Monday, April 11, 2005

I used to be a smoker. which is different, I think, than saying I used to smoke. I mean, I was into the paraphenalia of smoking. the lighters, the ashtrays, cigarette cases, the works. smoking was about identity, about how to hold off the world while simultaneously embracing it.

I recall smoking was so much more present when I was a kid in the '70s. Everybody, it seemed, smoked. and if someone died of cancer, the first question one would ask upon hearing the news was if that person smoked.

--oh yes, was the reply.

--ah, okay.

it was a common enough way to die. and it seemed as natural as dying in yr bed at an extremely old age. I'm not glorifying death, or the horrible deaths caused directly by smoking. I quit smoking permanently when I met Anna, and we agreed to stop together.

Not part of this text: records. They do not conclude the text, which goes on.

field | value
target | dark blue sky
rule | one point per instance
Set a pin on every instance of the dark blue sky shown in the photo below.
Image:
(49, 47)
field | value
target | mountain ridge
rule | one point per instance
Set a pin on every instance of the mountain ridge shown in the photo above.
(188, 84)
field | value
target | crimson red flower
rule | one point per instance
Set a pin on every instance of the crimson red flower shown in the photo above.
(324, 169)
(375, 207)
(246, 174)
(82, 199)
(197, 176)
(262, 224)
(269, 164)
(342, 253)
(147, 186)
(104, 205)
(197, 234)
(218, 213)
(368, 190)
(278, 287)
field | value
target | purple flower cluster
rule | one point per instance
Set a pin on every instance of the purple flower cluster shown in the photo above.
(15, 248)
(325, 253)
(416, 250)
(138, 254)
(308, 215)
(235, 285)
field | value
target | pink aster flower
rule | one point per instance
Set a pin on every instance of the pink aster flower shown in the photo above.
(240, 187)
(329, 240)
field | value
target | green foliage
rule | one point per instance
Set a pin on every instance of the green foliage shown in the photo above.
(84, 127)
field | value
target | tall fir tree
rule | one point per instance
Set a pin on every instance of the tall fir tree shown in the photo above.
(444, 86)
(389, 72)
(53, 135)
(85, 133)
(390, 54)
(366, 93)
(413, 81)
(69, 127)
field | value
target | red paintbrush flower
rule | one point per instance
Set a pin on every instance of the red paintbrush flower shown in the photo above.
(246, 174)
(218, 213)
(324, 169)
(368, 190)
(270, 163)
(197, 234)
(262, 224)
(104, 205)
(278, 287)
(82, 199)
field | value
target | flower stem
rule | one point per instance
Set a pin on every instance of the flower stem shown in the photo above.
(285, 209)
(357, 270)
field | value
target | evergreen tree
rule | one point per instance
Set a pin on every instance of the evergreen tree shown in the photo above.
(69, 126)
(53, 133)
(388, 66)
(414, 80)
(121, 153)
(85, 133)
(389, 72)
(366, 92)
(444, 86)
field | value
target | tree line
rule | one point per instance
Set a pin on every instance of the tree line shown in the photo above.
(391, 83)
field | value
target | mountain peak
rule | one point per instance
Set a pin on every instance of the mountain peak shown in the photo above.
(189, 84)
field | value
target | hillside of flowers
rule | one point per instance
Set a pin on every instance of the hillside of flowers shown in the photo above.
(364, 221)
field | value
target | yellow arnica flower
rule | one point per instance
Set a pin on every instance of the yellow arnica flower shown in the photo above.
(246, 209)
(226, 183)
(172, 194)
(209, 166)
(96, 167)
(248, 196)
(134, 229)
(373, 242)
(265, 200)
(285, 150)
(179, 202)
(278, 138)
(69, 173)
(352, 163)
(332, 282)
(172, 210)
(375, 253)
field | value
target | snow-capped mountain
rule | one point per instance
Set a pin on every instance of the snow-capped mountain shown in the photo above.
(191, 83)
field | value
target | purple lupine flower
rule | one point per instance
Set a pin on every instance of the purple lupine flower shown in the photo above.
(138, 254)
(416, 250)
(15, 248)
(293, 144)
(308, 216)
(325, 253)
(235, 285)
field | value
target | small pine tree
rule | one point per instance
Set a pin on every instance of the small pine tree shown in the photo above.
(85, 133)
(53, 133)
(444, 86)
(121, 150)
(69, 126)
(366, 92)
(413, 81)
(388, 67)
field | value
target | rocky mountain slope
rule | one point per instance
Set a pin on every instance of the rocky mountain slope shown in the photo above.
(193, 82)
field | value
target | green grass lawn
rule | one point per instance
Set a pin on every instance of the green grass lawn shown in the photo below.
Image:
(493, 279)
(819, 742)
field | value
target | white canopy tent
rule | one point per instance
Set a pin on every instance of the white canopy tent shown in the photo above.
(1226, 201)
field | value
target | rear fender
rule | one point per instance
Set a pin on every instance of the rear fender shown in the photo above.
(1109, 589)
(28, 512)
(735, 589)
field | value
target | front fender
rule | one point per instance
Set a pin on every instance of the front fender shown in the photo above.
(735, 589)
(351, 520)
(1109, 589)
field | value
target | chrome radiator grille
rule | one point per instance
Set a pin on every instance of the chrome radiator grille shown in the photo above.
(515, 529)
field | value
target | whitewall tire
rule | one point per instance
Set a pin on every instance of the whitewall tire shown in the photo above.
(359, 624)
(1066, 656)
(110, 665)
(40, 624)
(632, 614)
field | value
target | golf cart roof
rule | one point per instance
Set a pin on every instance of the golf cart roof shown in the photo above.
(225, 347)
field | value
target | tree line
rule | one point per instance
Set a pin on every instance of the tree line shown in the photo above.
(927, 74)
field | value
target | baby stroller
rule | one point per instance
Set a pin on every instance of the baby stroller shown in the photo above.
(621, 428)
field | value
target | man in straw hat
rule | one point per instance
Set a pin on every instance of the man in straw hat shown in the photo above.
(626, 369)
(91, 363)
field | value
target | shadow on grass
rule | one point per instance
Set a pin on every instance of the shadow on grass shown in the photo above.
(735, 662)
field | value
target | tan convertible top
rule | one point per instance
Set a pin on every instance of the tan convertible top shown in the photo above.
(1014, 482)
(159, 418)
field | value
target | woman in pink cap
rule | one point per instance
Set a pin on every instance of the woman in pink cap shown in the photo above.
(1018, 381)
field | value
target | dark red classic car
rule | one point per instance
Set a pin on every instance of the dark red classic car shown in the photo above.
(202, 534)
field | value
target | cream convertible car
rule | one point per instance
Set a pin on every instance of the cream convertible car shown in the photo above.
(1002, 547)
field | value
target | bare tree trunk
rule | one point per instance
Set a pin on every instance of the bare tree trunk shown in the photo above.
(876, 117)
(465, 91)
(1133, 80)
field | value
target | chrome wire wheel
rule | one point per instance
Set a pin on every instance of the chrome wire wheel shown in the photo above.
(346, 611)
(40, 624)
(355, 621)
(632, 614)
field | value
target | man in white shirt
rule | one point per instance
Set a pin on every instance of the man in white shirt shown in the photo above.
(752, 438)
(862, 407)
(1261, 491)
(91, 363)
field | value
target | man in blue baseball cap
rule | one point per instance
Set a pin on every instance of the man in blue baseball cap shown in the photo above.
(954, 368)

it's been 12 years and I've not had a puff since. and smoke fucking stinks! it really smells horrible on a person. especially on a hot day. that is something one discovers when converting to a life of the nonsmoker.

and yet. . . and yet. . .I've a friend back east that smokes and when he sends me his latest books, or journal publications, I can smell the tobacco. and it takes me back to my life as a smoker. I dig the smell. a heady perfume.

I miss the stuff of smoking. I remember going to Macys as a kid with my parents and fondling the table lighters, the sort of things that were fashioned to look like chess pieces or Spanish galleons. where would the trigger be, and the flame. or the real fancy ashtrays cut from crystal. these items were located in the section alongside the expensive tableware and china. smoking was part of the environment. everyone smoked.

there was a sexiness to it that rob mclennan embodies in his poem "The Unavoidable Sexiness of Smoking" in his 1999 talonbooks collection The Richard Braughtigan Ahhhhhhhhhhhhh. you may disagree with mclennan's thesis but I find Bogey with a lit cig irresistible.

and the dangers of smoking? they are real, and really fucking ugly. there is humor in it as well. like in David Sedaris essay "Diary of a Smoker" in his 1994 collection Barrel Fever. here is a small taste of Sedaris going over family photos.

[W]e looked through boxes of family pictures and played a game called "Find Mom, find Mom's cigarettes. There's one in every picture. We've got photos of her pregnant, leaning toward a lit match, and others of her posing with her newborn babies, the smoke forming a halo above our heads. These pictures give us a warm feeling.
(p. 153)

family smoking is also woven into a poem by David Larsen, "This Pipe may be too Hot for You," in the chapbook anthology, Smokers Die Younger, ed. by Stephanie Young. each contributor was sent an empty pack of Canadian cigarettes and tasked to write something on them, and/or about them. the packages of these cigarettes show graphically the damage done by inhaling tobacco. there are anti-smoking poems, and smoking poems in the chap. Larsen's poem is a tour de force of subtly and humor. and the poem finishes on the art of smoking.

I saw a
Grandma do it
with a baby
in her arm

what I miss about smoking was my old silver Zippo lighter the most. man, was it cool. at least I thought so. I loved the sound the wheel made when turned by my thumb and the click of the flame. it fitted perfectly in my hand cupping the flame as I leaned toward the light. and my brand of smokes? yep, you guessed it, Camel.